In our study, it was also found that students in 11 and 12 years old with greater BMI were the same with greater omissions. Although the BMI is not the best indicator of fat and health, overweight can be identified while using BMI. It is expectable a greater sedentary behavior and worse physical fitness in students with worse BMI may justify the linear relationship with the increased omission errors. However, these results were the oppositive in 9 and 14 years old. Possibly, the absence of markers related with fat mass can influence the results interpretation. As an example, students may present greater BMI without necessarily being related with greater body fat composition but with a greater lean mass justifying that.

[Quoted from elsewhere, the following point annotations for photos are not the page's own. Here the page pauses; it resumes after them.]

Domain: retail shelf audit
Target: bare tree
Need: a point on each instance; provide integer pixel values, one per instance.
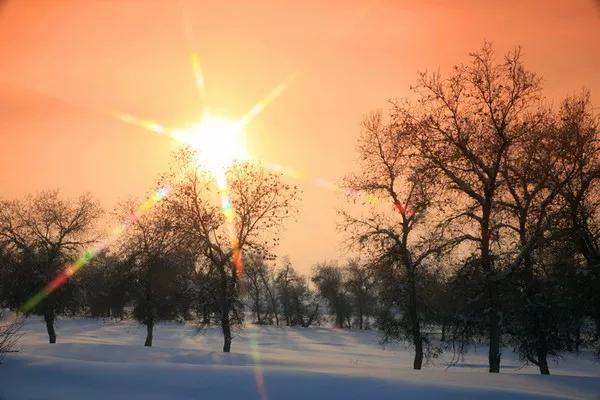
(260, 203)
(160, 266)
(469, 122)
(361, 287)
(389, 234)
(330, 282)
(258, 278)
(10, 333)
(299, 304)
(45, 233)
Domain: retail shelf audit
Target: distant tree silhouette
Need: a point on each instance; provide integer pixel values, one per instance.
(299, 305)
(330, 282)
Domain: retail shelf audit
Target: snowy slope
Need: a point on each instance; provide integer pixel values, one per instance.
(107, 360)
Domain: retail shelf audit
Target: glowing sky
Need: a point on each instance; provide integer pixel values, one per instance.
(63, 62)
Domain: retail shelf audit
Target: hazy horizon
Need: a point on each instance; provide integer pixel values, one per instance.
(65, 63)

Our study also revealed some differences between ages regarding cognitive functioning. Older tended to present better scores in TR, TR + and TR- than younger ones. In addition, students with 12 years old had significant greater omissions, while students with 11 years old had the greatest commissions or errors. Differences in age, namely increase in performance of attention and cognitive performance in older participants can be justified by the maturational effect. For example, younger activate the left ventrolateral prefrontal cortex rather than the expected right ventrolateral prefrontal cortex exhibited in adults [30]. The fact of the magnitude of activation of the left ventrolateral prefrontal cortex is similar to the adult’s activation of the right ventrolateral suggests that through the development, children may change patterns of activation namely recruiting different neural resources than older to achieve similar goals, albeit with less efficiency [26].

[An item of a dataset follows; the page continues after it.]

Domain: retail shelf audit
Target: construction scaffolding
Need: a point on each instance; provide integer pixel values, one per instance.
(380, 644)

Differences in cognitive scores between boys and girls were also found. The current research revealed that girls presented significant greater values than boys in C at age 11 and 14, in O at age 12 and in TA at age 15. In opposition, no significant differences in TR + or TR- have been found. Previous studies revealed that PA interventions seem to play a greater role in benefiting girls than boys regarding performance in the D2 attention test [31]. This can be justified by the typical smaller physical activity levels of girls in comparison to boys. However, the interaction of physical fitness with the fact that girls achieve maturation earlier than boys with natural consequences in hormonal and neurological modifications may also provide a reason to girls presented better scores than boys in these sensitive ages analyzed.

The current research presents some limitations. One of the limitations is related with the absence of some contextual factors that can interact as covariables to explain some of the evidence found (e.g., academic level and achievements, other cognitive functions). Moreover, PA time and intensity per week would be beneficial to characterize the sample and also combine with information on BMI and aerobic fitness. Also, the present study had an observational character, allowing only to correlate the variables considering the different ages and genders, and not the effect that a possible improvement in the aerobic capacity would have on cognition. For future studies, we suggest evaluating this possible influence. Although those limitations, this study represents an opportunity to differentiate cognitive function between ages, sexes and physical fitness and anthropometry levels of students.

Conclusions

The current research revealed that students with better aerobic fitness can present better-processed elements and smaller omission errors. Moreover, girls and older students seem to present better cognitive functioning scores than boys and younger. Although this evidence, the results may not be generalized since the specific relationships were not global for all ages, while the differences between sexes and ages were not always significant for all cognitive functioning scores.